Obligatory rule spam: Topics about unsupported FreeBSD versions

If you want to get your feet wet on a _development_ version I suggest you switch to a -STABLE branch instead. That will get you all the new features and fixes as soon as they've been tested in -CURRENT first (look for MFC in the commit logs; Merge From Current).


----------



## cederom (Aug 13, 2019)

Thank you moridin `mergemaster -U` made my system coherent! Now I can be sure I am in 13.0-CURRENT! 

I could not initially `pkg-static install -f pkg` because it could not packages from `http://pkg.FreeBSD.org/FreeBSD:13:amd64/quartetly/packagesite.txz`.. after peeking at `/usr/local/etc/pkg/repos` it turned out that on one machine I had a config that pointed to quarterly not the latest.. and that precceeded the system `/etc/pkg/FreeBSD.conf` and was cause of the problems.. removing that config caused PKG to fall back to the system default config and fixed the issue? Anyways why PKG does not fall back to the system config in case of error with user config is this intended behaviour? 

The crash during `make config` was caused by `dialog4ports` (I have found a `*.core` file). So I have deinstalled it and reinstalled the static version and things now work like a charm 

Looks like I am going to make CURRENT my new default now 

I LOVE FREEBSD


----------



## cederom (Aug 13, 2019)

SirDice said:


> If you want to get your feet wet on a _development_ version I suggest you switch to a -STABLE branch instead.
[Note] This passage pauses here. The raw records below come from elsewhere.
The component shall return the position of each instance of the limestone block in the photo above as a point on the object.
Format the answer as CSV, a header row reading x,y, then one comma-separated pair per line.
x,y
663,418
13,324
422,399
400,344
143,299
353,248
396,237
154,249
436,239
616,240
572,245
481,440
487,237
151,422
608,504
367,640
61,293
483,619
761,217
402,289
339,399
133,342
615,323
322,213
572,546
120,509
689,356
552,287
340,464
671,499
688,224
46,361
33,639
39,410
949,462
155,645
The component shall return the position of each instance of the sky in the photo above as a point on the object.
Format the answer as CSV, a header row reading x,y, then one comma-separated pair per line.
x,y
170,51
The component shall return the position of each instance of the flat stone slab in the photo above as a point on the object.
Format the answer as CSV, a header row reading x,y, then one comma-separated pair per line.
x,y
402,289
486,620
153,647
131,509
That will get you all the new features and fixes as soon as they've been tested in -CURRENT first (look for MFC in the commit logs; Merge From Current).



Thank you SirDice that was my first thought.. however the port graphics/drm-next-kmod has been moved to graphics/drm-fbsd12.0-kmod and that does not work with my machine.. while graphics/drm-current-kmod does work with my machine but it requires CURRENT OS.. so STABLE is not an option here :-(


----------